There is also the broader systemic issue: the erosion of the nuclear taboo. For decades, the world has relied not only on treaties but also on informal norms discouraging the spread and normalization of nuclear weapons. Each additional state that acquires such weapons reduces the psychological and diplomatic barriers to further proliferation. In an era of regional wars, great-power rivalry, and weakening multilateral institutions, that erosion would be dangerous.

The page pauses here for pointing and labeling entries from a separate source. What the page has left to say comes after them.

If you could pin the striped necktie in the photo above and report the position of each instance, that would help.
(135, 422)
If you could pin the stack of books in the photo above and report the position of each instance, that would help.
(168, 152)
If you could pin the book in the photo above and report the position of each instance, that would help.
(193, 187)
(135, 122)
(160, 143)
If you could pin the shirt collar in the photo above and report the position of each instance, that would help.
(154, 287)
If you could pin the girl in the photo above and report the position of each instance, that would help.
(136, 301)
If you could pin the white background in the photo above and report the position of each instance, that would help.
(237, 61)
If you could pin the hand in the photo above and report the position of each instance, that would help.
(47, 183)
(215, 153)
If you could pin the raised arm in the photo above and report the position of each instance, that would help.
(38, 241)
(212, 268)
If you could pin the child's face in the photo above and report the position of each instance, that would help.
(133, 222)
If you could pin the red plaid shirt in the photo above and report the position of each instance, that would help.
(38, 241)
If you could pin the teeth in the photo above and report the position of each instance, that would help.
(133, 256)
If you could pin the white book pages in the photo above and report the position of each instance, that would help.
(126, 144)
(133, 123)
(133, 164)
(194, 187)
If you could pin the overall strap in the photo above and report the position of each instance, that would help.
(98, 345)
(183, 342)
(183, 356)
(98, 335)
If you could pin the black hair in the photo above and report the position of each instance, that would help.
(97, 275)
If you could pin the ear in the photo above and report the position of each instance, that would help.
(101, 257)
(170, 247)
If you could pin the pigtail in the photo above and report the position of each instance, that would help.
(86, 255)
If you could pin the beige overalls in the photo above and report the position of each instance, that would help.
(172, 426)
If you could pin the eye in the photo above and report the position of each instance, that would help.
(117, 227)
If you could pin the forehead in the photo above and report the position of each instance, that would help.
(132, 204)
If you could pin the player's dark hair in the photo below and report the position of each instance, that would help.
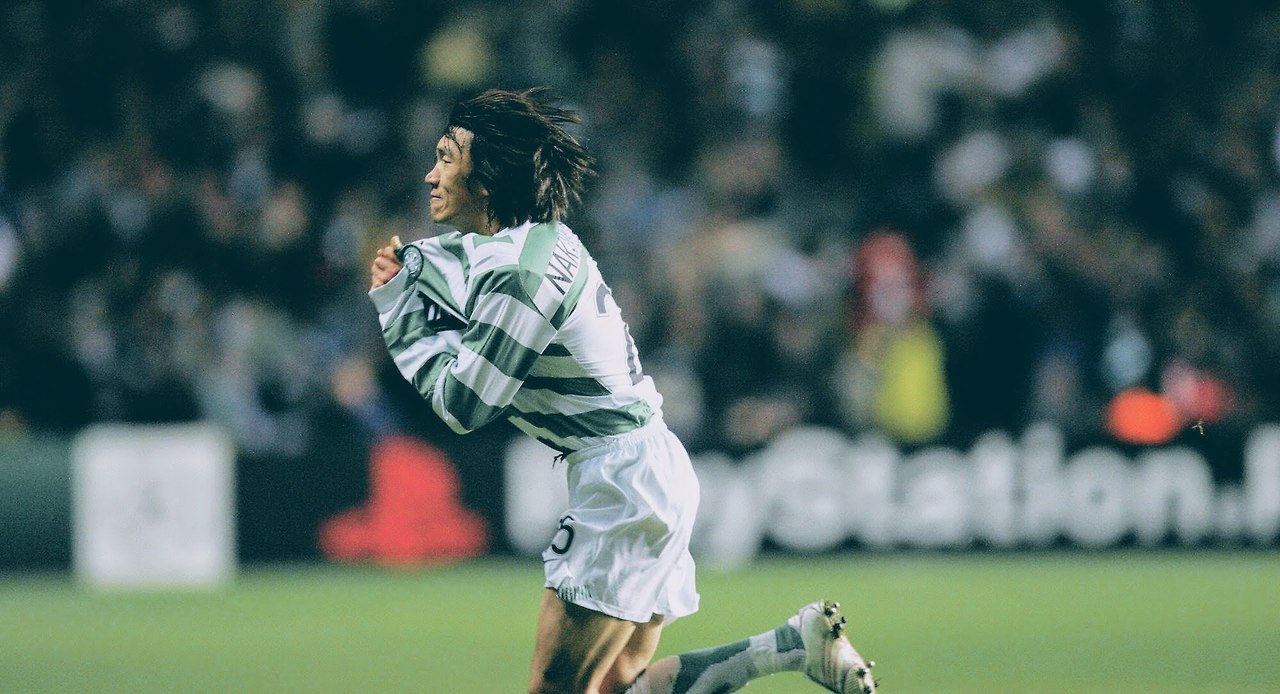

To be clear, Turkey officially denies any intent to pursue nuclear weapons. Its nuclear energy program, including cooperation with Russia at the Akkuyu nuclear power plant, is presented as civilian. Yet history shows that civilian nuclear infrastructure can shorten breakout timelines if political decisions change. Strategic foresight requires evaluating risks before they materialise, not after.

For Israel and India, the prudent approach is not alarmism but vigilance. Both countries should deepen strategic dialogue with NATO partners, reinforce non-proliferation mechanisms, and strengthen regional diplomatic channels. Quiet preventive diplomacy often proves more effective than public confrontation.

The question is not whether Turkey will build a nuclear weapon tomorrow. The question is whether the international community is prepared for the geopolitical shockwave if it ever chooses to do so. In a world already struggling to contain proliferation pressures, a new nuclear-armed power at the crossroads of Europe and the Middle East would not merely shift regional balances—it could accelerate the unraveling of the global non-proliferation order itself.

And that is why Jerusalem and New Delhi alike would be wise to pay attention as Prime Minister Modi prepares to visit Israel, the Turkish-Pakistani equation as well as potential issues such as Turkish nuclear ambitions deserve additional scrutiny.